CF: What are some of the books you have coming up that you're particularly excited about? How would you describe them for our audience?
SJ: Well, to keep this short, there are two types of titles that I've worked on, helping to bring them back to print, which completely engaged me. The first is that our press was given access to 30 years of archives from Parabola magazine. We all feel like kids in a rather profound candy shop. This journal was founded on a simple idea: Life should make sense. So they ask basic questions about such things as life, death, eros, attention, home and so on, and then pull from the world's wisdom traditions to try and develop some kind of answer. Thirty years later Morning Light comes in and realigns the selection by tradition: the strongest Buddhist articles (with mentors like the Dalai Lama, Philip Kapleau, and Robert Thurman) or best Christian writing (Elaine Pagels, Father Thomas Keating, Thomas Merton, and many others). Soon to follow will be collections on Hinduism, Islam and Judaism.
But if really pressed, the book I've lingered the most on is one that just came out last month called The Way of Transformation by K. G. Durckheim. He was one of the travelers to Japan who brought a form of Zen back to Europe. He had this image of the individuals growing transparent to transcendence. If one cleans away sufficient interior debris, a sense of divinity is revealed within you. I think what captures me is that the book is so succinct, substantial and concrete in its understanding; it's one of those unique pieces that just needed to return to peoples shelves.
CF: Yes, I'm taken by that book, as well. I find it fascinating, and exciting in a weird, metaphysical sort of way that he should write that:
The world in which we live is not a vale of sorrows which separates us from the peaks of the divine; rather, it is a bridge which unites us with those peaks. We need but penetrate the obscuring mists that lie between us and consciousness and tear down the obstructing walls that bar our way. This necessitates living the ordinary day as practice. No special time need be set aside for this. Each moment is a summons calling us to recollect and prove ourselves.
Living the ordinary day as practice. What do you think that would look like?

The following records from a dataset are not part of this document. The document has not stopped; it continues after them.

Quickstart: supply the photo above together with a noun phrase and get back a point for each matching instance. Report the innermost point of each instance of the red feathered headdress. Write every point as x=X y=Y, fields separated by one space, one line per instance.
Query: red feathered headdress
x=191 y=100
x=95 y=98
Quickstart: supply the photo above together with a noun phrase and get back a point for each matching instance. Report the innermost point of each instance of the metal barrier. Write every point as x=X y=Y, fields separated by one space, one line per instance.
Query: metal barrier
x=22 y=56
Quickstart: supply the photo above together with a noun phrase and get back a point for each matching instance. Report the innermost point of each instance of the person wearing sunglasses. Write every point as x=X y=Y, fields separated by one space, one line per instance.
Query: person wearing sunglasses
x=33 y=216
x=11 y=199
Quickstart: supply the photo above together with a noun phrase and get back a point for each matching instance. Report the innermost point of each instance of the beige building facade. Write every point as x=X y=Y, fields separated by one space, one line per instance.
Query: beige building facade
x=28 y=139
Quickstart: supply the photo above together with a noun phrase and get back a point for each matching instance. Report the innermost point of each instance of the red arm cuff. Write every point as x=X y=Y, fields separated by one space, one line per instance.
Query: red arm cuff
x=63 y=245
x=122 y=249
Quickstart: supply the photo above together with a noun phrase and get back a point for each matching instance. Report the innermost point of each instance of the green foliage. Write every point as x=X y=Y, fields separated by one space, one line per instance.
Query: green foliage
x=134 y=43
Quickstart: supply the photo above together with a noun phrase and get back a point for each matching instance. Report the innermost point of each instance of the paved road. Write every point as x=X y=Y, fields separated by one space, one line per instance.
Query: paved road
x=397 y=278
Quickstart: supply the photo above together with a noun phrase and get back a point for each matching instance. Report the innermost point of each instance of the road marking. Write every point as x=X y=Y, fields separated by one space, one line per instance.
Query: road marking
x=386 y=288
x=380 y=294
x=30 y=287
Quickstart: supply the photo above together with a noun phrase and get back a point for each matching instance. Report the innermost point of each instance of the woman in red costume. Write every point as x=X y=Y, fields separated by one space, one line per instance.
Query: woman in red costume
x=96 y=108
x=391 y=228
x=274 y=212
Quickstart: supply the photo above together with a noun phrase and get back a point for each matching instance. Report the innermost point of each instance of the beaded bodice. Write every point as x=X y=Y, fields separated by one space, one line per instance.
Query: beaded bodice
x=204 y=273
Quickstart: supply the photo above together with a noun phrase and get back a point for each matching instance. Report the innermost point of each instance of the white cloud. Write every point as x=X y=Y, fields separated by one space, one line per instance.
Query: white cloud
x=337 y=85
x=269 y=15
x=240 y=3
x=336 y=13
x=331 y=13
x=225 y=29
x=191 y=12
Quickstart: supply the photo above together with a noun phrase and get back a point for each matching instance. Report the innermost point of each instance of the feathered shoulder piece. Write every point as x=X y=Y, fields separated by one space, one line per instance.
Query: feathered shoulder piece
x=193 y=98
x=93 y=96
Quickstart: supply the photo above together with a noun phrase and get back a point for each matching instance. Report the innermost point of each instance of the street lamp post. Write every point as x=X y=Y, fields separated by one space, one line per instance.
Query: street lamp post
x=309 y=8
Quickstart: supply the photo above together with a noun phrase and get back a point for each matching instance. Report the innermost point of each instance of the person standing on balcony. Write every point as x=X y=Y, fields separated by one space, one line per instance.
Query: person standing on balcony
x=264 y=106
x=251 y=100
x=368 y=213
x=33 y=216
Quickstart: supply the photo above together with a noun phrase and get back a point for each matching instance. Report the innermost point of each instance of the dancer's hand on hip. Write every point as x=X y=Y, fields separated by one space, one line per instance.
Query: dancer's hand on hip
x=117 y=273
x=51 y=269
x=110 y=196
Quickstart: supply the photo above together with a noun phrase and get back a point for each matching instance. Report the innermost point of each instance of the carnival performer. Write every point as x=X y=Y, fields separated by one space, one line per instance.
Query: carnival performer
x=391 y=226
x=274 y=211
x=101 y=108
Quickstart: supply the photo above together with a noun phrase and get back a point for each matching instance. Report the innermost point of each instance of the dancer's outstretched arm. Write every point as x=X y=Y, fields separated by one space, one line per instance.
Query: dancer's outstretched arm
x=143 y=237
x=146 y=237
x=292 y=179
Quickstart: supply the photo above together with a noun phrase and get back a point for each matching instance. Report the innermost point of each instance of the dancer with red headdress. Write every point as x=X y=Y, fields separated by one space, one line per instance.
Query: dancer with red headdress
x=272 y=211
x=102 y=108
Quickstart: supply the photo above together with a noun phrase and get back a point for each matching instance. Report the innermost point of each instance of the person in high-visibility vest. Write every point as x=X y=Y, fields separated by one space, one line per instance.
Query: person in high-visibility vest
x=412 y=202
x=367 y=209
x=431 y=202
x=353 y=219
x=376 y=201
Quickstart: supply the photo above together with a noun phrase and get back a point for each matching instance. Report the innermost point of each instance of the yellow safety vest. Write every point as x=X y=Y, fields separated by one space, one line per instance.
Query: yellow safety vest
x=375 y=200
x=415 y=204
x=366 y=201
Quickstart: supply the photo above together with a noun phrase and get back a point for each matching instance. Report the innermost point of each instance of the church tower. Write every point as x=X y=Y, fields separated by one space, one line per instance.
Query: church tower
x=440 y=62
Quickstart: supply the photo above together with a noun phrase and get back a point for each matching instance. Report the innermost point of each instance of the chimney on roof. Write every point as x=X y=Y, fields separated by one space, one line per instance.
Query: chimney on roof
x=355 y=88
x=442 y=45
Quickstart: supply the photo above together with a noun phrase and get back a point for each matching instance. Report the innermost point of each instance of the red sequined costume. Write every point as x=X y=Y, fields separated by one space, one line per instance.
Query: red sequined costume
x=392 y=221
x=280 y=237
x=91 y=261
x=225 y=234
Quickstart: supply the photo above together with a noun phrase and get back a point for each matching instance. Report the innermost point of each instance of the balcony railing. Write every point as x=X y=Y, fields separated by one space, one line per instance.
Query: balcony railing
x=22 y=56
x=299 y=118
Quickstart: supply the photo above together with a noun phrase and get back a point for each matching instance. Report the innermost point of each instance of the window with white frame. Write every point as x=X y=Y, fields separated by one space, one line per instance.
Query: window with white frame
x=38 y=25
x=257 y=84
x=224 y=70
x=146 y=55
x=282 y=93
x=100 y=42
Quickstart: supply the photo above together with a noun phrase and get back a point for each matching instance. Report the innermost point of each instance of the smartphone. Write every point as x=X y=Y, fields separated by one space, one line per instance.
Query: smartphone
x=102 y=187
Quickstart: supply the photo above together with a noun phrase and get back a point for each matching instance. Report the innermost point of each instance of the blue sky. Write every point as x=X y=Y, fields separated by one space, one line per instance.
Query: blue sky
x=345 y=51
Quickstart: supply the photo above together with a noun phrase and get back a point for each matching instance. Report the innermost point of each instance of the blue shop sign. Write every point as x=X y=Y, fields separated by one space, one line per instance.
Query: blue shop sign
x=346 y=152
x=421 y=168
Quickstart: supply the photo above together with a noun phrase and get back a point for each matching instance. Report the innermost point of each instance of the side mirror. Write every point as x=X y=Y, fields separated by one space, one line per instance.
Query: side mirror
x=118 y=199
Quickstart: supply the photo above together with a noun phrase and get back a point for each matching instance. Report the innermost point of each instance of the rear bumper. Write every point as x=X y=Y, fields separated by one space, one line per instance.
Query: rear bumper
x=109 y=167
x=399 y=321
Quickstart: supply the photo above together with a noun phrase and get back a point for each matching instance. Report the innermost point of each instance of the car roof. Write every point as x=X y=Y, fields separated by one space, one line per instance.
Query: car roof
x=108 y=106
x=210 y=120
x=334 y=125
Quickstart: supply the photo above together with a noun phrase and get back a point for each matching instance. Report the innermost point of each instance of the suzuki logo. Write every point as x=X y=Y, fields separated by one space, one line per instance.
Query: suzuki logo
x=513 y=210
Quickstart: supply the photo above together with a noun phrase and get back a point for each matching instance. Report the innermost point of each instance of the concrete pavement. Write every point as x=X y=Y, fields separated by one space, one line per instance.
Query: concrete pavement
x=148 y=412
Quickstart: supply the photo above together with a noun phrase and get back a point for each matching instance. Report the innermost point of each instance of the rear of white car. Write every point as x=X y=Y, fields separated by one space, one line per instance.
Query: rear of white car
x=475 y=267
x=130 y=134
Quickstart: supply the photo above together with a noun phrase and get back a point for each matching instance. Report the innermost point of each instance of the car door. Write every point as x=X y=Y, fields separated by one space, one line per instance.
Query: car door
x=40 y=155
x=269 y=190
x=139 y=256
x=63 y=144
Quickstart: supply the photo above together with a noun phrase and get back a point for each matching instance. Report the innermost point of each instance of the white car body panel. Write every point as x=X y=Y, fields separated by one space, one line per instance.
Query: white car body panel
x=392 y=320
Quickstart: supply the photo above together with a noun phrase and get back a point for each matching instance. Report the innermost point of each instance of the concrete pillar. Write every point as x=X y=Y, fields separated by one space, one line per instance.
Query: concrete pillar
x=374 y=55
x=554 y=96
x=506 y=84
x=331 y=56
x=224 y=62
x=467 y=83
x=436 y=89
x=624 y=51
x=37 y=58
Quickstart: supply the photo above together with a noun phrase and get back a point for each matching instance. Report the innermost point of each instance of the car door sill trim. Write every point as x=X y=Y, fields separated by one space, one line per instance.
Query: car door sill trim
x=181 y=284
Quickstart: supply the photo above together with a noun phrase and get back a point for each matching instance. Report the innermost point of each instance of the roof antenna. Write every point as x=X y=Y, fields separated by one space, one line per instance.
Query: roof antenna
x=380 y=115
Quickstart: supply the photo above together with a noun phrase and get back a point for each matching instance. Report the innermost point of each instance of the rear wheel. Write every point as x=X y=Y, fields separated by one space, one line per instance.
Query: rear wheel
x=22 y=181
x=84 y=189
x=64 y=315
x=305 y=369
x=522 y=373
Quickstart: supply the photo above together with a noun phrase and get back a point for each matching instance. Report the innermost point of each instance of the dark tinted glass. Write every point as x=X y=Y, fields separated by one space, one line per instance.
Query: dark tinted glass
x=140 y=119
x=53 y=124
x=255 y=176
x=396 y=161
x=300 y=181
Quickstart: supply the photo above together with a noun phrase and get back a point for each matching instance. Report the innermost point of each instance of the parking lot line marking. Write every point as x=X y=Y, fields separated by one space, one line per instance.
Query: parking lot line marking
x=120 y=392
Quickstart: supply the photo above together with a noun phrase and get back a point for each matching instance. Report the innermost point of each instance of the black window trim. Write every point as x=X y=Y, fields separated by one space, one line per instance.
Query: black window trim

SJ: The traditional example is raking the sand in Japan or mindfully working through yoga or martial arts. Frankly for me, it can take the shape of cleaning my dog's water bowl each morning. Or one of the most recurring moments is putting on my shoes. My grandmother used to like to say that "the foot was shaped by the shoe it wore." I always saw that at as pretty tangible metaphor for me and my surroundings.
CF: Lastly, what books do you have coming up that are exciting to you?
SJ: There are two. One that we have just finished working on and another we're just beginning to delve into. I am completely seduced by the romance within Sufism. Morning Light Press will be publishing a collection called The Inner Journey: Views from the Islamic Tradition. It's filled with parables, poems, interviews with contemporary leaders, and some especially striking images. That's out this fall. The second book is one I've kind of been gradually assimilating. It will be on what I know some Buddhists call crazy wisdom. Judaism has the wise fool tradition, and in Islam we find irrational mullahs. For Native Americans, there are a variety of Coyote characters. I think a large collection from as wide an assortment as possible would just be hugely fun to do.